There are, however, other problems. I frequently see agents write code that's functionally correct but that they won't be able to evolve for long. That's also what happened with Anthropic's failed attempt to have agents write a C compiler (not a trivial task, but far from an exceptionally difficult one). They had thousands of good human-written tests, but the agents couldn't get the software to converge. They fixed one bug only to create another.
The agent that writes the tests must have read-only access to the spec & the API. It MUST NOT have access to the implementation, even to read it.
The agent that writes the implementation must have read-only access to the spec. It MUST NOT have access to the tests implementation, only to the output report from running them.
This is a PITA to manage with classic UNIX permissions, but is doable with ACLs (`setfacl`/`getfacl`). Actually getting the agent processes to run as different users in an IDE setting instead of a CLI is not supported out of the box by any of the major vendors AFAICT, so IMO they're not really fit-for-purpose.
Just write your business requirements in a clear, unambiguous and exhaustive manner using a formal specification language.
Bam, no coding required.
https://softwaredoug.com/blog/2026/03/10/the-tests-are-the-c...

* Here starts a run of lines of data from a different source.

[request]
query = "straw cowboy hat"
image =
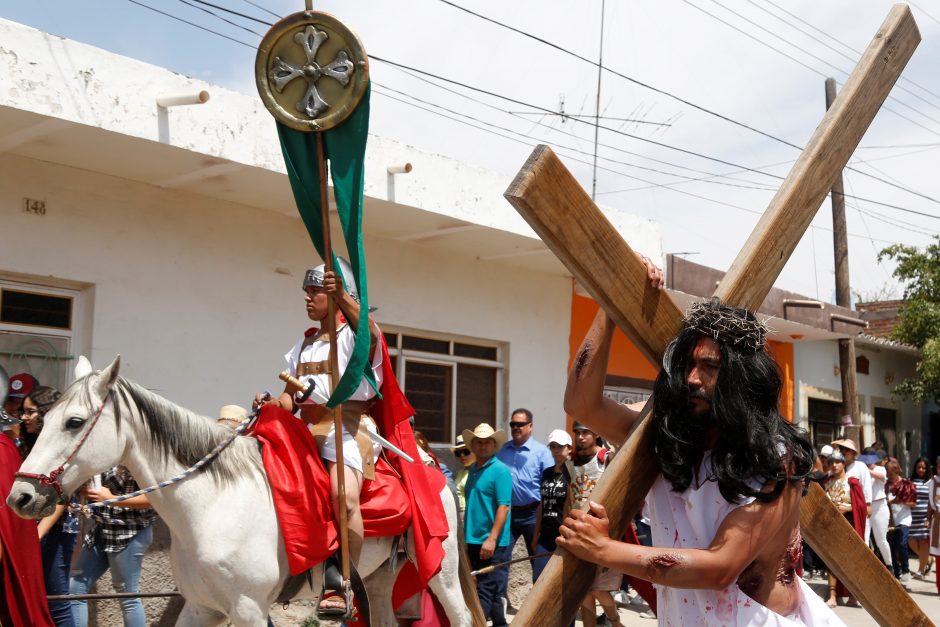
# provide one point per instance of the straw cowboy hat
(483, 431)
(233, 413)
(846, 443)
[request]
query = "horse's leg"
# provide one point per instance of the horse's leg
(379, 586)
(248, 613)
(446, 585)
(193, 616)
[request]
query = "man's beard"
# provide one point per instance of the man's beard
(695, 423)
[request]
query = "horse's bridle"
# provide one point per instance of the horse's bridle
(52, 478)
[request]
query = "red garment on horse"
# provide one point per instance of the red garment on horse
(859, 516)
(300, 485)
(24, 589)
(422, 483)
(644, 588)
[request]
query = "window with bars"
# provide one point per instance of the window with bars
(452, 384)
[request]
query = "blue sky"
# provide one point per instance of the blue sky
(759, 62)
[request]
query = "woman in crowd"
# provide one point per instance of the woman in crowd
(466, 458)
(918, 536)
(118, 541)
(902, 495)
(58, 531)
(556, 500)
(933, 515)
(846, 494)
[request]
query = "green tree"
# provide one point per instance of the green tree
(919, 315)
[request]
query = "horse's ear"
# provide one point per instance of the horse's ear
(83, 367)
(108, 376)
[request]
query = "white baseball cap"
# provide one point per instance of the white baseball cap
(560, 437)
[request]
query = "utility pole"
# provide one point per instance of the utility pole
(597, 103)
(843, 295)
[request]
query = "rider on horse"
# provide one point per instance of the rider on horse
(308, 361)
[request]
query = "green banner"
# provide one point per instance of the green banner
(345, 148)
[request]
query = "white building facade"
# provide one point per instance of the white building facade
(881, 365)
(169, 236)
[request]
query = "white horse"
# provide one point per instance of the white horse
(227, 552)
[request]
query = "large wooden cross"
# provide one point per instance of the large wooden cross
(567, 220)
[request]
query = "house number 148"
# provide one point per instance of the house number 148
(37, 207)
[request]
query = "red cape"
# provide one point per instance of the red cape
(24, 587)
(422, 483)
(300, 486)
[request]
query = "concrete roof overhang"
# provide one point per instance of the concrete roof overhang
(63, 142)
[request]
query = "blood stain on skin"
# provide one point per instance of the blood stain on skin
(584, 355)
(658, 565)
(750, 580)
(786, 571)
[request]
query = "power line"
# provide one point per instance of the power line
(618, 74)
(227, 21)
(521, 103)
(179, 19)
(461, 118)
(826, 44)
(552, 128)
(670, 95)
(247, 17)
(809, 67)
(857, 53)
(263, 8)
(561, 146)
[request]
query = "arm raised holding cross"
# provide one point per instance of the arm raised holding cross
(584, 396)
(725, 513)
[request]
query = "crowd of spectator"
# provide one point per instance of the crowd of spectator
(39, 558)
(517, 487)
(526, 489)
(895, 514)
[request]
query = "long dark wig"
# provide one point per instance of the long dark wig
(755, 444)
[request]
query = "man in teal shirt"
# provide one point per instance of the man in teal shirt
(486, 527)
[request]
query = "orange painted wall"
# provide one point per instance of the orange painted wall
(782, 352)
(627, 361)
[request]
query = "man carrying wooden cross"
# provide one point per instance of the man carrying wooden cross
(725, 510)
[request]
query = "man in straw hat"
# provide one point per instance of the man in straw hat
(486, 527)
(725, 510)
(855, 468)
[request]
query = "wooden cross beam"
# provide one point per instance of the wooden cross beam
(564, 216)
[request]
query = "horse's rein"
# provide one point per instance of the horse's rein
(53, 477)
(87, 509)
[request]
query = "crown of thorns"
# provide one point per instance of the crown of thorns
(727, 325)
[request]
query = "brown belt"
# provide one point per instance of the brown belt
(312, 367)
(320, 420)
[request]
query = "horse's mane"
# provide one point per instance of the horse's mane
(182, 434)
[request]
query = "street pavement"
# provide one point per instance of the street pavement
(924, 594)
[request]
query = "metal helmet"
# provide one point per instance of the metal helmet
(314, 277)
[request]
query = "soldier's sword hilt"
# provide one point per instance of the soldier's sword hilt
(302, 387)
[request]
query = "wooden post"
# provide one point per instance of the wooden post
(840, 245)
(559, 210)
(334, 367)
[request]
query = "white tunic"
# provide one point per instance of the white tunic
(860, 471)
(320, 351)
(690, 520)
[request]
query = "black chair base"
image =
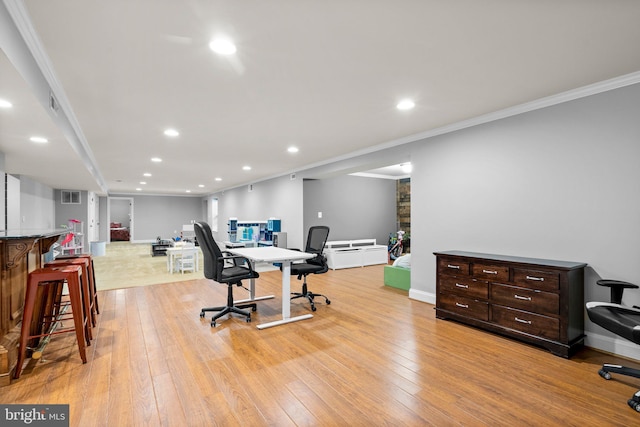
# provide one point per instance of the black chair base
(229, 308)
(310, 296)
(607, 369)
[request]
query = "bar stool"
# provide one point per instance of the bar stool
(92, 277)
(85, 285)
(45, 277)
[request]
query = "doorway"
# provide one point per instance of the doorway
(120, 214)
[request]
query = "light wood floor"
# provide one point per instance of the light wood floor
(373, 357)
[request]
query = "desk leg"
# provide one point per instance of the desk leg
(252, 291)
(286, 300)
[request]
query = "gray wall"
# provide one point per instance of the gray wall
(37, 206)
(162, 216)
(276, 198)
(119, 211)
(353, 207)
(561, 183)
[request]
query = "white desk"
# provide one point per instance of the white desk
(179, 250)
(274, 254)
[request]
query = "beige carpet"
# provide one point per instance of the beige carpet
(126, 265)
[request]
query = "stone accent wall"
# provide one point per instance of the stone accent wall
(403, 203)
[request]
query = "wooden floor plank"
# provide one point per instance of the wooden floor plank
(371, 357)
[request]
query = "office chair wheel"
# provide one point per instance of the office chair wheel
(604, 374)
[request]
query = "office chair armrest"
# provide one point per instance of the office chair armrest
(617, 288)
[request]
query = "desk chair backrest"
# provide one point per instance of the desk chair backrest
(316, 240)
(211, 253)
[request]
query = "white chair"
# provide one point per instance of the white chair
(186, 260)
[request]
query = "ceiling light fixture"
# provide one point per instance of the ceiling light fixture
(405, 104)
(222, 46)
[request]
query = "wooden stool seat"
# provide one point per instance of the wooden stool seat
(56, 276)
(92, 277)
(85, 285)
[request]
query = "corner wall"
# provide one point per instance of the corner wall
(557, 183)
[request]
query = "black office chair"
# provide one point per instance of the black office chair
(216, 267)
(621, 320)
(315, 244)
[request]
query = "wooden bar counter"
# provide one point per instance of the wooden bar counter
(21, 251)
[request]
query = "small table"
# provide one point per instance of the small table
(172, 252)
(160, 248)
(272, 254)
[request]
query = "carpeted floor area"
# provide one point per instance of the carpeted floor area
(126, 265)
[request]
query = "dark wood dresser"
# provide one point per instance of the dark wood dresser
(538, 301)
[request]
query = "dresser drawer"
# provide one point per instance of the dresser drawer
(526, 299)
(453, 267)
(464, 306)
(523, 321)
(498, 273)
(464, 286)
(536, 279)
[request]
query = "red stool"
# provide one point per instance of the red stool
(46, 277)
(92, 277)
(87, 284)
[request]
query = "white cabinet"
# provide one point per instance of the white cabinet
(355, 253)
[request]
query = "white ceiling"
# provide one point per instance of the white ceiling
(324, 76)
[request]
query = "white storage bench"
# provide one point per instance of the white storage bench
(355, 253)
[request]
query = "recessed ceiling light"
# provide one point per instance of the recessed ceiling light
(222, 46)
(405, 104)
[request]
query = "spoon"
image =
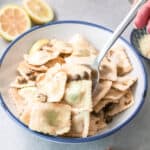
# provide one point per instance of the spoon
(119, 30)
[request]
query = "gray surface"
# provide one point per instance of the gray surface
(135, 136)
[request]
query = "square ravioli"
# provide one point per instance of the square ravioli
(78, 95)
(50, 118)
(52, 90)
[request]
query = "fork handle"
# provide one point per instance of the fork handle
(119, 30)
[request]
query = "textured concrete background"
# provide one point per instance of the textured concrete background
(135, 136)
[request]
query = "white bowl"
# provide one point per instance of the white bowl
(64, 30)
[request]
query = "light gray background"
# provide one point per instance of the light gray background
(135, 136)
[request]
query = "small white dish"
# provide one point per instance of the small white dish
(96, 34)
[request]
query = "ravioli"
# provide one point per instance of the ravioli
(53, 94)
(124, 103)
(81, 46)
(78, 95)
(50, 118)
(118, 55)
(108, 70)
(80, 124)
(102, 89)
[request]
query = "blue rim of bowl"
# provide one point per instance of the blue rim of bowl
(138, 51)
(76, 140)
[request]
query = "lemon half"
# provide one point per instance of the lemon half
(13, 21)
(39, 11)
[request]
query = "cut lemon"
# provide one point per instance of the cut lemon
(13, 22)
(38, 45)
(39, 11)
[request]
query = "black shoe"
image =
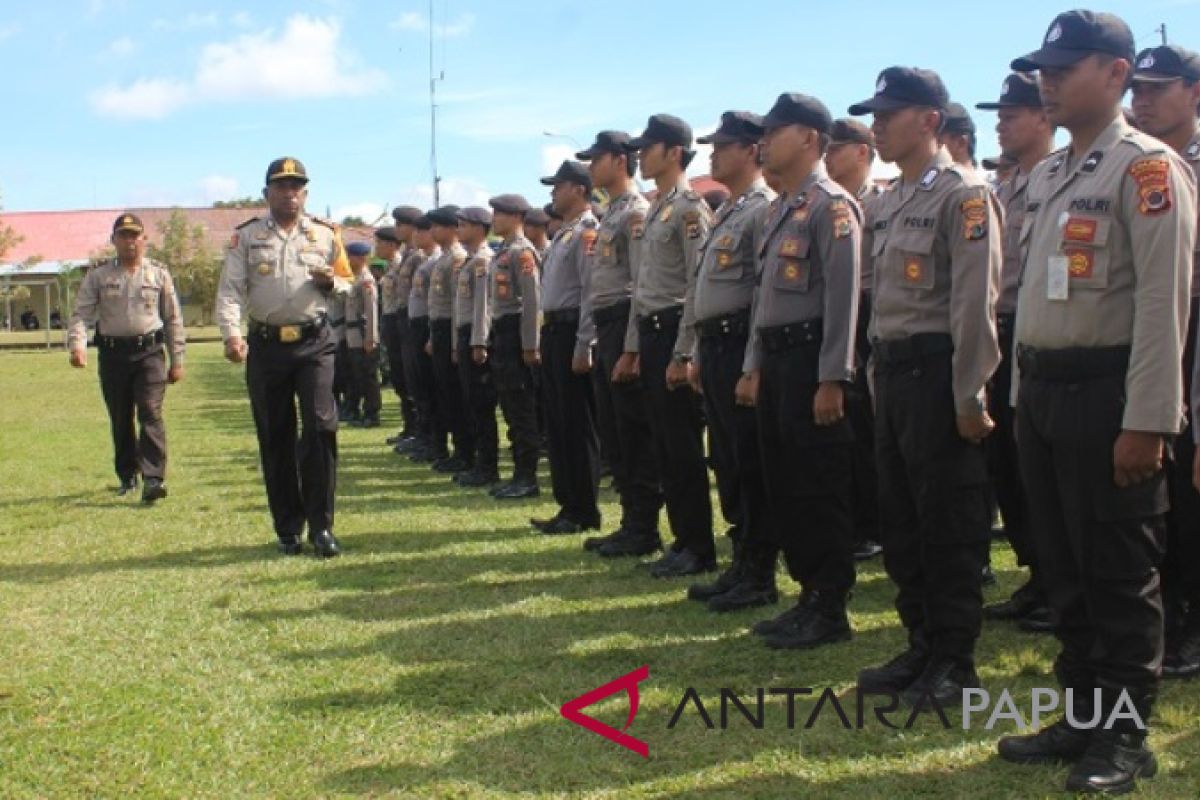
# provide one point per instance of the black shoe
(941, 681)
(629, 542)
(747, 594)
(684, 563)
(519, 489)
(895, 675)
(153, 489)
(325, 543)
(1113, 764)
(1054, 744)
(291, 546)
(1038, 620)
(867, 549)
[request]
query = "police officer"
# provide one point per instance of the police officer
(1026, 137)
(471, 313)
(514, 302)
(279, 271)
(363, 335)
(622, 407)
(567, 342)
(1101, 314)
(719, 300)
(431, 441)
(1165, 96)
(443, 276)
(799, 360)
(935, 240)
(849, 162)
(660, 343)
(132, 302)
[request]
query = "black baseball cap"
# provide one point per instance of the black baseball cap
(612, 142)
(1074, 35)
(667, 128)
(570, 172)
(286, 167)
(1019, 90)
(903, 88)
(743, 127)
(445, 215)
(1167, 62)
(510, 204)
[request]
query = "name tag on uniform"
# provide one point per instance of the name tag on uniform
(1059, 278)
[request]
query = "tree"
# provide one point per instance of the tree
(192, 263)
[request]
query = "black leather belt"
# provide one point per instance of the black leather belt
(736, 324)
(778, 338)
(664, 318)
(288, 334)
(912, 348)
(610, 313)
(130, 343)
(1072, 364)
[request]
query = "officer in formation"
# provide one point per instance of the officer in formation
(131, 301)
(280, 271)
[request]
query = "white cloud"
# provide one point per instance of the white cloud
(411, 20)
(305, 60)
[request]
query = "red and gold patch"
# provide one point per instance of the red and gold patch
(1153, 185)
(975, 218)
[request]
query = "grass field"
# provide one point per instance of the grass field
(169, 651)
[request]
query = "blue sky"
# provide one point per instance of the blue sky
(112, 103)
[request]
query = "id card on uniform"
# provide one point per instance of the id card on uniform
(1057, 278)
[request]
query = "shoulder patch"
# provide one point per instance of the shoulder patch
(1152, 176)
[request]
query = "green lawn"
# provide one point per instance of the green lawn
(171, 651)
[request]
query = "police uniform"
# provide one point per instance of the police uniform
(471, 311)
(363, 342)
(291, 359)
(568, 398)
(936, 247)
(451, 408)
(514, 302)
(135, 312)
(1108, 240)
(622, 409)
(661, 332)
(720, 302)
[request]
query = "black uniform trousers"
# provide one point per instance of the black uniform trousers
(1099, 546)
(395, 330)
(451, 408)
(1000, 446)
(1181, 571)
(515, 388)
(933, 497)
(678, 427)
(300, 475)
(733, 441)
(808, 467)
(479, 391)
(569, 407)
(635, 473)
(861, 413)
(135, 382)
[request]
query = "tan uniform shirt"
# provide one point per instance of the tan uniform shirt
(361, 313)
(936, 250)
(119, 302)
(1108, 241)
(267, 274)
(810, 270)
(667, 256)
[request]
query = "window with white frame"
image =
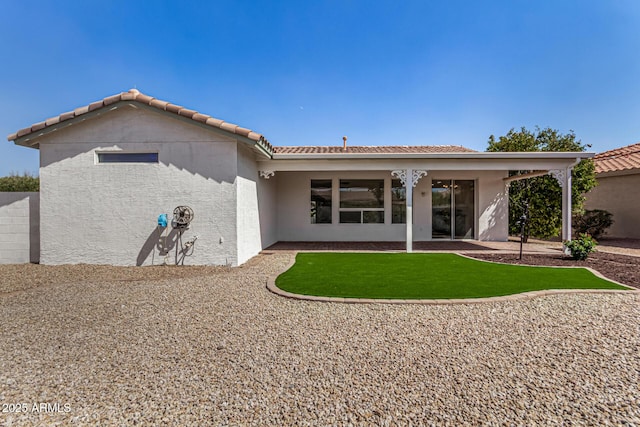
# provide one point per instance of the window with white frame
(361, 201)
(398, 202)
(321, 201)
(127, 157)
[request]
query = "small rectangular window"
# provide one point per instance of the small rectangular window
(120, 157)
(362, 201)
(321, 201)
(398, 202)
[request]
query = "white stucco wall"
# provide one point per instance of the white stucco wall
(252, 210)
(618, 195)
(107, 213)
(293, 200)
(19, 228)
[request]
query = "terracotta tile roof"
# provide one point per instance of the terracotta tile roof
(135, 95)
(620, 159)
(382, 149)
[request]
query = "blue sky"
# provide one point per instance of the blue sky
(309, 72)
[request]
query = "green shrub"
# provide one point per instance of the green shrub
(593, 222)
(581, 247)
(24, 182)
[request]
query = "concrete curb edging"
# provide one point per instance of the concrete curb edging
(271, 286)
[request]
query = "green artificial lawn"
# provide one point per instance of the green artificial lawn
(424, 276)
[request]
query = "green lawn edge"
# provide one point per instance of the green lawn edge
(424, 276)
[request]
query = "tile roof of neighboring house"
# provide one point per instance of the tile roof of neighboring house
(383, 149)
(135, 95)
(620, 159)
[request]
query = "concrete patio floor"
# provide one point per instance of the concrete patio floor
(432, 246)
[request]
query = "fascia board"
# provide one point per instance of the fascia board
(32, 140)
(427, 164)
(418, 156)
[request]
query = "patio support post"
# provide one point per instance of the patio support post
(409, 211)
(563, 176)
(409, 179)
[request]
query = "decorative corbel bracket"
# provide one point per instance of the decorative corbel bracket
(401, 174)
(559, 175)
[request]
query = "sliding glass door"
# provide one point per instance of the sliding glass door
(453, 209)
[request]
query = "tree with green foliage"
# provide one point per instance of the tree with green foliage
(542, 196)
(24, 182)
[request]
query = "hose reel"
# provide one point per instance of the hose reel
(182, 217)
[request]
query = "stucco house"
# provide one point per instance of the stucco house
(108, 170)
(618, 190)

No side effects is a hefty constraint.
Systems tend to have multiple processes all using side effects. There are global properties of the system that need specification and tests are hard to write for these situations. Especially when they are temporal properties that you care about (eg: if we enter the A state then eventually we must enter the B state).
When such guarantees involve multiple processes, even property tests aren’t going to cover you sufficiently.
Worse, when it falls over at 3am and you’ve never read the code… is the plan to vibe code a big fix right there? Will you also remember to modify the specifications first?
Good on the author for trying. Correctness is hard.
...It's one that does what a specific set of humans want. There's no other useful definition. One man's feature is another's bug.
It logically follows that there must be a human review step. How else would you know what the human wants, with sufficient detail?
Otherwise, there's an infinite number of undesired programs with passing test suites that AI can generate for you.
No test catches any of that. Code works, tests pass, database is wide open.
It's not even a correctness problem. It's that the LLM never thought about rate limiting, CORS headers, CSRF tokens, a sane .gitignore — because nobody asked it to. Those are things devs add from muscle memory, from getting burned. The AI has no scars.
I would like to put my marker out here as vigorously disagreeing with this. I will quote my post [1] again, which given that this is the third time I've referred to a footnote via link rather suggests this should be lifted out of the footnote:
"It has been lost in AI money-grabbing frenzy but a few years ago we were talking a lot about AIs being “legible”, that they could explain their actions in human-comprehensible terms. “Running code we can examine” is the highest grade of legibility any AI system has produced to date. We should not give that away.
"We will, of course. The Number Must Go Up. We aren’t very good at this sort of thinking.
"But we shouldn’t."
Do not let go of human-readable code. Ask me 20 years ago whether we'd get "unreadable code generation" or "readable code generation" out of AIs and I would have guessed they'd generate completely opaque and unreadable code. Good news! I would have been completely wrong! They in fact produce perfectly readable code. It may be perfectly readable "slop" sometimes, but the slop-ness is a separate issue. Even the slop is still perfectly readable. Don't let go of it.
[1]: https://jerf.org/iri/post/2026/what_value_code_in_ai_era/
I’m actually starting to get annoyed about how much material is getting spread around about software analysis / formal methods by folks ignorant about the basics of the field.
Each of these approaches is just fine and widely used, and none of them can be called "automated verification", which, if my understanding of the term is correct, is more about mathematical proof that the program works as expected.
The article mostly talks about automatic test generation.